Tess procuraba atenderlos a todos con su amabilidad característica, pero a Dakota le resultaba tan evidente que no se encontraba bien, que no conseguía entender por qué ellos no se daban cuenta y la dejaba en paz de una vez. Se estaba conteniendo para no mandar a todo el mundo a su casita. 

Y siguió mordiéndose hasta que llegó la pregunta, esa que buscaba aclarar una respuesta anterior de Tess que había sido deliberadamente escueta. 

Esa que consiguió calentarle la sangre al motero y lo impulsó a intervenir.

—Ha tenido un mal mes y ya está. ¿A ustedes nunca les ha venido mal la regla? —les dijo a todas las mujeres de la familia, pero nadie tenía dudas de que se refería a la madre de Tess—. Seguro que sí, y seguro que lo último que hicieron fue publicarlo en los periódicos. 

—Tess no necesita de ningún intérprete, Dakota. Todos hablamos su lengua —espetó Amelia, dándose por aludida—. Y si se tratara solo de un mal mes, no habría acabado en Urgencias. Así que haz el favor de meterte en tus asuntos.

Son mis asuntos, señora. Y la conversación se acaba aquí.

—Mamá, estoy bien —intervino Tess, que lo último que deseaba era una discusión para acabar aquel día terrible—. Ya hablaremos, ahora quiero irme a casa. Lo entendéis, ¿verdad?

Richard se inclinó hacia su hija y depositó un beso sobre su frente.

—Por supuesto que sí. Llama para lo que necesites. Da igual la hora, da igual lo que sea, ¿de acuerdo, cariño? —Tess asintió y Richard miró a Dakota—. Llámame. Ya sabes que puedo quedarme con ella mientras estés en el bar, haceros la compra o lo que necesitéis…
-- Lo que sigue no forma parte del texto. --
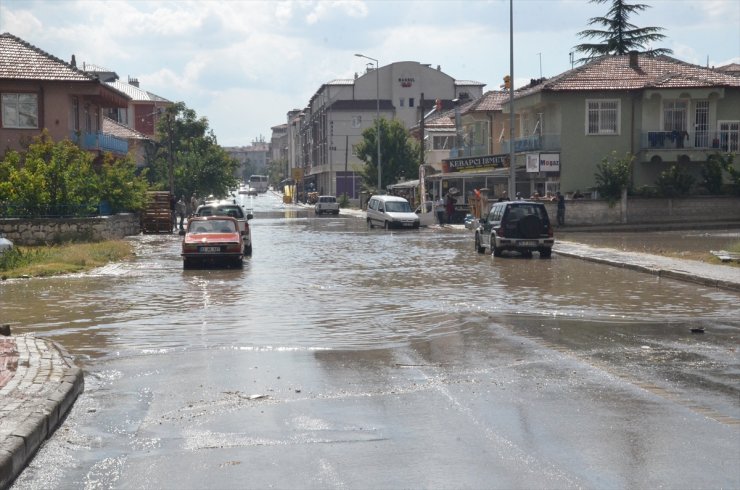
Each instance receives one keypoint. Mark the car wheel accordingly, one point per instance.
(478, 247)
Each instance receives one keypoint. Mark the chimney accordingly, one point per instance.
(633, 60)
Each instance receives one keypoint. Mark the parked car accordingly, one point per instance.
(5, 244)
(428, 216)
(211, 240)
(391, 212)
(326, 204)
(230, 208)
(521, 226)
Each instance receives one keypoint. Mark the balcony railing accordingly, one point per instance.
(100, 141)
(726, 141)
(536, 142)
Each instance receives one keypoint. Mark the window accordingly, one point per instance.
(674, 115)
(442, 142)
(75, 114)
(20, 111)
(602, 117)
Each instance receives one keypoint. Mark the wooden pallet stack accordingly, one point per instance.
(157, 216)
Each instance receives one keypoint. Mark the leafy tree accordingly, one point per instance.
(673, 182)
(711, 173)
(120, 186)
(200, 165)
(619, 35)
(399, 154)
(614, 174)
(60, 178)
(726, 163)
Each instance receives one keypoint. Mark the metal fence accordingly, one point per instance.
(10, 210)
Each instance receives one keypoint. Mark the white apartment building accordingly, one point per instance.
(321, 138)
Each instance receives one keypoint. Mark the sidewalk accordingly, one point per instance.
(38, 385)
(719, 276)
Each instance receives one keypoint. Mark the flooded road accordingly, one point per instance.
(346, 357)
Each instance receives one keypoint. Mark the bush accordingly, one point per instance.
(711, 173)
(614, 174)
(673, 182)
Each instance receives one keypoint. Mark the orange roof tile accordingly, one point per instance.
(20, 60)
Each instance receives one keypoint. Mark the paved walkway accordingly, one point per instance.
(38, 385)
(719, 276)
(39, 382)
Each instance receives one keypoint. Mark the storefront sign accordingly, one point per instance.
(470, 163)
(549, 162)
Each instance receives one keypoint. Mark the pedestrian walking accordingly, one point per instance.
(561, 209)
(182, 209)
(173, 215)
(450, 207)
(439, 208)
(193, 204)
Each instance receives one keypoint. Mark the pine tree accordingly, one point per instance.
(619, 36)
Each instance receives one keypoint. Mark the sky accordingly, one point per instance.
(243, 64)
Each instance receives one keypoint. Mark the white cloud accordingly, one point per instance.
(272, 56)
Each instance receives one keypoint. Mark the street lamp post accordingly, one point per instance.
(377, 114)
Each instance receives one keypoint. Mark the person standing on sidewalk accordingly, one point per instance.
(561, 208)
(439, 208)
(182, 210)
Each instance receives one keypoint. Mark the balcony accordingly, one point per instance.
(724, 141)
(536, 142)
(469, 151)
(100, 141)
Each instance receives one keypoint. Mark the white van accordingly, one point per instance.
(391, 212)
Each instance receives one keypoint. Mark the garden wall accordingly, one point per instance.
(640, 210)
(48, 230)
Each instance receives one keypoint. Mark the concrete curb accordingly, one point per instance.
(683, 270)
(34, 402)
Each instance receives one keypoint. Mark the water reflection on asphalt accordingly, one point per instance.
(330, 282)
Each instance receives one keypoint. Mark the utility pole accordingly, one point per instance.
(512, 165)
(171, 155)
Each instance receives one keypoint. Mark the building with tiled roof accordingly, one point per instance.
(143, 108)
(662, 110)
(337, 114)
(40, 91)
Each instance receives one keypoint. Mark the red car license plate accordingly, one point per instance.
(209, 249)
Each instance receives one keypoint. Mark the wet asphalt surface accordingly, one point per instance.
(342, 357)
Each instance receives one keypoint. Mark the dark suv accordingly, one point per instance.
(522, 226)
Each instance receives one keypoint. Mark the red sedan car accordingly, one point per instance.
(211, 240)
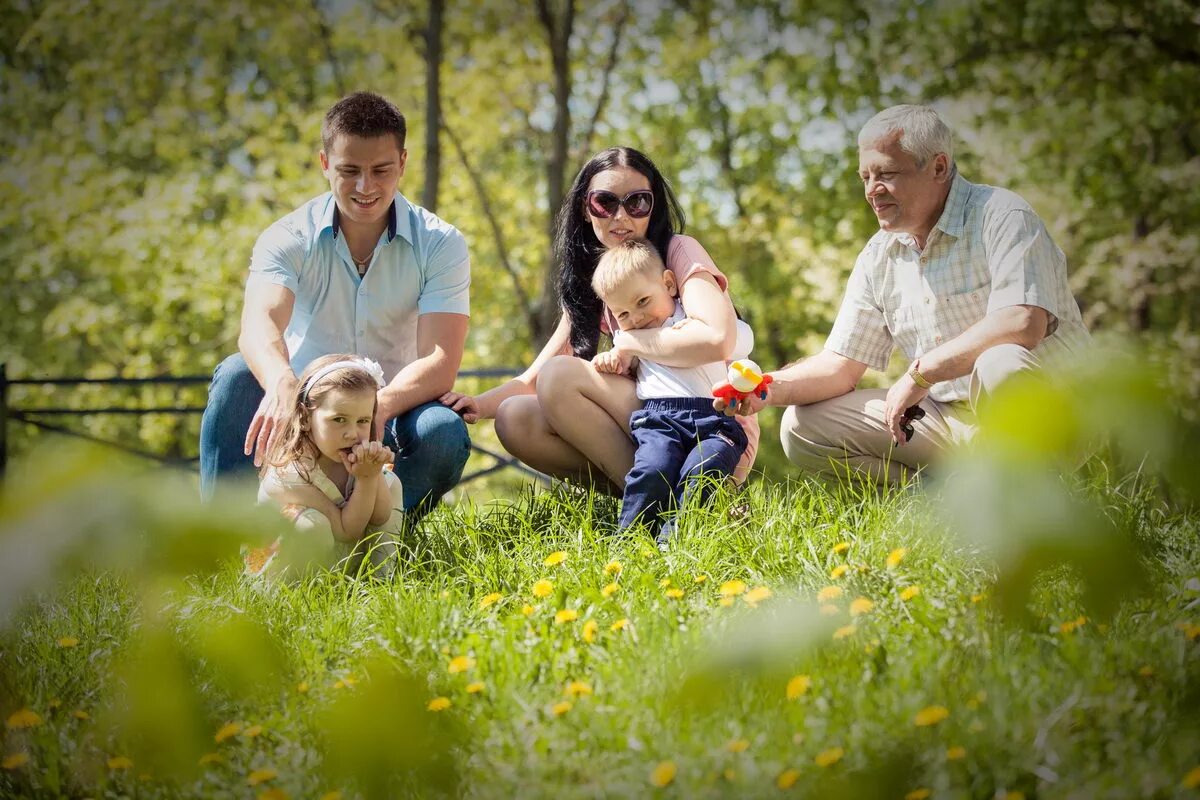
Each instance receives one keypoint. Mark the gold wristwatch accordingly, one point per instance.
(917, 378)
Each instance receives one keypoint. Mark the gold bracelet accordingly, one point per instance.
(917, 378)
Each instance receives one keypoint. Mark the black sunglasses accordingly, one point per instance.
(604, 204)
(906, 420)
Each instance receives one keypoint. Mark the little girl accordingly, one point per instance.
(323, 469)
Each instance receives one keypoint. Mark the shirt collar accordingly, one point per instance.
(395, 223)
(953, 218)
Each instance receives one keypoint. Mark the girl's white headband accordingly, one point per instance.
(366, 365)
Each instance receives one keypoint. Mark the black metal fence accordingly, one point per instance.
(41, 416)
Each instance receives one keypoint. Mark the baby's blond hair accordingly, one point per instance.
(618, 264)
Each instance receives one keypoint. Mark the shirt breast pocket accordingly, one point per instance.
(904, 324)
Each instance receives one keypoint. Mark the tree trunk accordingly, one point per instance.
(432, 106)
(559, 34)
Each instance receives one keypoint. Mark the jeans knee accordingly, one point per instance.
(233, 377)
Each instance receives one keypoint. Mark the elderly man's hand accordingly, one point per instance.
(904, 395)
(748, 407)
(265, 425)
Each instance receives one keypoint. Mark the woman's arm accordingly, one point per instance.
(711, 334)
(483, 407)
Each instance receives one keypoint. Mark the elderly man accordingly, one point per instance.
(963, 277)
(358, 269)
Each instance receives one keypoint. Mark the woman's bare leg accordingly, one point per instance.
(589, 411)
(525, 432)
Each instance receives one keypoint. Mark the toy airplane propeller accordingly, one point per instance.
(745, 379)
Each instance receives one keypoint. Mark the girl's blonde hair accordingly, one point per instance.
(294, 445)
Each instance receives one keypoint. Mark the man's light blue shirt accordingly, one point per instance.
(420, 265)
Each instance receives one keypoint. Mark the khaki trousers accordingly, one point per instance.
(847, 433)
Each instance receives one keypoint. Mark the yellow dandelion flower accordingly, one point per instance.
(861, 606)
(15, 761)
(23, 719)
(845, 631)
(829, 593)
(732, 588)
(663, 774)
(227, 731)
(460, 663)
(829, 757)
(756, 595)
(798, 686)
(262, 776)
(930, 715)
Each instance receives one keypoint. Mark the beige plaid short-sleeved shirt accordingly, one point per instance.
(988, 251)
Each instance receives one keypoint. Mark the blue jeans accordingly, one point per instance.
(430, 441)
(679, 439)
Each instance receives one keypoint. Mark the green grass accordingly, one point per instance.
(1107, 709)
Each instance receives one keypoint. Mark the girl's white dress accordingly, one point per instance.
(378, 542)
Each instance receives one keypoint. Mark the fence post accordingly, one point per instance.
(4, 419)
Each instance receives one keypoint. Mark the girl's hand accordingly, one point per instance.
(367, 459)
(465, 405)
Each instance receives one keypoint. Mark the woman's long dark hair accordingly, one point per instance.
(577, 250)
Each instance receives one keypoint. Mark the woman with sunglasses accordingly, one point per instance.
(561, 415)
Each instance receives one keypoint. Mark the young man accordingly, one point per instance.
(963, 277)
(358, 269)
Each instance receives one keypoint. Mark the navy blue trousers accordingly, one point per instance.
(679, 439)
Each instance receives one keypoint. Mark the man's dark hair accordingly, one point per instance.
(363, 114)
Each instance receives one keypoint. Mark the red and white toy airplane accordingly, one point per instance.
(745, 379)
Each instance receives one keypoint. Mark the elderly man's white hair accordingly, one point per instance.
(924, 133)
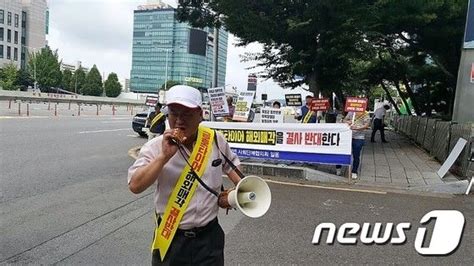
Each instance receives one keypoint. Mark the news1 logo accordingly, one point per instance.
(445, 238)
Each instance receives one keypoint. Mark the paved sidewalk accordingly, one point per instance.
(401, 164)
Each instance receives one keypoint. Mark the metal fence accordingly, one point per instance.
(438, 138)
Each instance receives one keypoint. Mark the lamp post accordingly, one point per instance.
(167, 50)
(34, 65)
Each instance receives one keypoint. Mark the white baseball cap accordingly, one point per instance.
(184, 95)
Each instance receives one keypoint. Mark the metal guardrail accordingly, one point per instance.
(65, 98)
(438, 138)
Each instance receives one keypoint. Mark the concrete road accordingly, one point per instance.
(64, 199)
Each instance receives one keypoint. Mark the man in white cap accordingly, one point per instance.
(187, 230)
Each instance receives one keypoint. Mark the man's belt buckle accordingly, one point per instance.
(190, 234)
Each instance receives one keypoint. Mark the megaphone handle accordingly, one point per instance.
(232, 165)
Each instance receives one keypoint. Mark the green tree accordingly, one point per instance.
(113, 88)
(314, 40)
(47, 65)
(24, 79)
(169, 84)
(78, 80)
(8, 77)
(93, 84)
(330, 44)
(66, 80)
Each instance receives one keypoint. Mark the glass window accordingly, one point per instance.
(23, 19)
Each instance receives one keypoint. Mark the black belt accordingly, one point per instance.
(196, 231)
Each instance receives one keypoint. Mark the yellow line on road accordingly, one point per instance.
(104, 130)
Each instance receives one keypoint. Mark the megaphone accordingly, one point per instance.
(251, 196)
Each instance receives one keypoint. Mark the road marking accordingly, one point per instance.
(104, 130)
(21, 117)
(111, 122)
(324, 187)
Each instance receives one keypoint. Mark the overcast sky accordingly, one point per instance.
(100, 32)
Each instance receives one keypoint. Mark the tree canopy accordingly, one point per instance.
(47, 67)
(93, 83)
(8, 77)
(113, 88)
(66, 80)
(336, 46)
(169, 84)
(78, 80)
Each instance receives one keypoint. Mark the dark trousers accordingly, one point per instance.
(204, 246)
(357, 145)
(378, 125)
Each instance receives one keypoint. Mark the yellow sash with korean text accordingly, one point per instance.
(183, 192)
(307, 116)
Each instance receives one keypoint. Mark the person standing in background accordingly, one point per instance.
(230, 101)
(379, 124)
(306, 115)
(358, 124)
(276, 105)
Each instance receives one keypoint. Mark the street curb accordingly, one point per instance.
(324, 183)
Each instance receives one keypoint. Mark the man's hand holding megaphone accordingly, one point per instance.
(223, 200)
(251, 196)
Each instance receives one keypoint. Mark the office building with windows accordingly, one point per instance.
(23, 25)
(165, 49)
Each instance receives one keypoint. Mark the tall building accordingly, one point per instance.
(165, 49)
(23, 26)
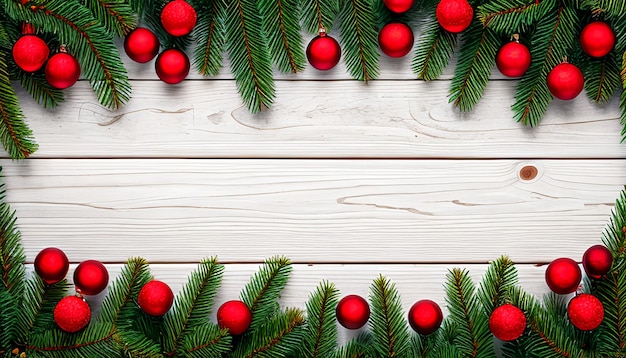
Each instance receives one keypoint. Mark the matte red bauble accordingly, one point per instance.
(235, 316)
(352, 312)
(425, 317)
(565, 81)
(62, 70)
(72, 314)
(585, 312)
(172, 66)
(398, 6)
(597, 39)
(178, 18)
(513, 59)
(597, 261)
(454, 15)
(507, 322)
(155, 298)
(323, 52)
(51, 264)
(563, 276)
(395, 39)
(141, 45)
(91, 277)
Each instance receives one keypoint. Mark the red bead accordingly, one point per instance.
(235, 316)
(395, 39)
(585, 312)
(51, 264)
(91, 277)
(563, 276)
(141, 45)
(425, 317)
(352, 312)
(507, 322)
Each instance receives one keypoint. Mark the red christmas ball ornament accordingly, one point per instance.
(398, 6)
(91, 277)
(597, 39)
(352, 312)
(563, 275)
(72, 314)
(513, 59)
(141, 45)
(323, 52)
(395, 39)
(454, 15)
(565, 81)
(178, 18)
(51, 264)
(172, 66)
(507, 322)
(235, 316)
(62, 70)
(597, 261)
(425, 317)
(585, 312)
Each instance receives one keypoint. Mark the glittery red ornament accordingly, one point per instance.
(585, 312)
(395, 39)
(234, 315)
(563, 275)
(398, 6)
(425, 317)
(62, 70)
(91, 277)
(323, 52)
(155, 298)
(454, 15)
(513, 59)
(597, 39)
(352, 311)
(51, 264)
(72, 314)
(597, 261)
(141, 45)
(178, 18)
(565, 81)
(507, 322)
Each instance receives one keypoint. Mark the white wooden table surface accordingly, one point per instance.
(349, 180)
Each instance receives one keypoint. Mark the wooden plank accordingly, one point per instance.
(314, 211)
(384, 119)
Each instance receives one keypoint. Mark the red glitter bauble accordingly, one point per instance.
(513, 59)
(62, 70)
(425, 317)
(395, 39)
(597, 39)
(51, 264)
(323, 52)
(507, 322)
(172, 66)
(563, 275)
(352, 311)
(585, 312)
(72, 314)
(178, 18)
(565, 81)
(235, 316)
(141, 45)
(597, 261)
(91, 277)
(398, 6)
(155, 298)
(454, 15)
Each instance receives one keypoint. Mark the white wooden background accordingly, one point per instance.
(349, 180)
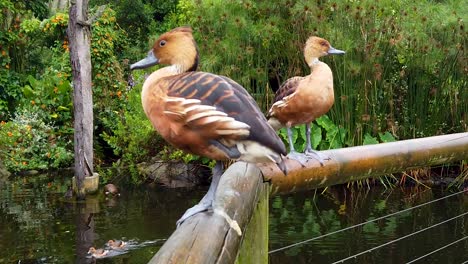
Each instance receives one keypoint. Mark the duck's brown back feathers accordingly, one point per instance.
(201, 107)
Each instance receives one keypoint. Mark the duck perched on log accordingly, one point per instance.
(300, 100)
(203, 113)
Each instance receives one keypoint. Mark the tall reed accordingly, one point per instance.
(405, 70)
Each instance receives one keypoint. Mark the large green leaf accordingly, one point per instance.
(369, 140)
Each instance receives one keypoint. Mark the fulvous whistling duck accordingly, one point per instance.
(116, 244)
(300, 100)
(203, 113)
(98, 253)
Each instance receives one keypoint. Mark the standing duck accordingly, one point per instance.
(203, 113)
(98, 253)
(300, 100)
Dakota asintió de buen grado.

—Sí, gracias, Richard. 

Abby, que había permanecido en un segundo plano hasta el momento, se acercó a su hermana. Dakota maldijo para sus adentros pero, para su sorpresa, la intervención de Abby fue muy diferente de lo que suponía.

—Te vas a poner bien —le dijo a Tess al tiempo que tomaba sus manos entre las suyas—. Pronto esto no será más que un mal recuerdo, ¿vale?

Inesperadamente, a Tess se le llenaron los ojos de lágrimas. Asintió y apartó la mirada un momento para poder recuperarse.

—Mañana, si quieres, paso a verte… —continuó Abby, haciendo como si no se hubiera dado cuenta de aquel gesto emotivo, tan inusual en alguien como su hermana.

Tess volvió a asentir.

—Claro, ven cuando quieras, Abby —se esforzó por esbozar una sonrisa que acabó en un gesto algo tristón—. El médico me ha mandado reposo y aquí, mi ángel custodio, se lo ha tomado al pie de la letra así que me encontrarás en casa.

Abby también sonrió. Le resultaba muy extraño pensar en Dakota con alas de ángel, pero era un alivio ver a Tess bromear.

—Hecho.

Él tampoco se imaginaba con alas de ángel, en todo caso con cuernos de demonio, y empezaba a tener unas irreprimibles ganas de salir corriendo de allí antes de que las dos hermanas dieran rienda suelta a su emoción e inundaran las instalaciones. Entonces, vio con alivio que el taxi acababa de llegar.

—Nos vamos —anunció empujando la silla hacia la rampa de salida—. ¡Id a casa en paz, hermanos!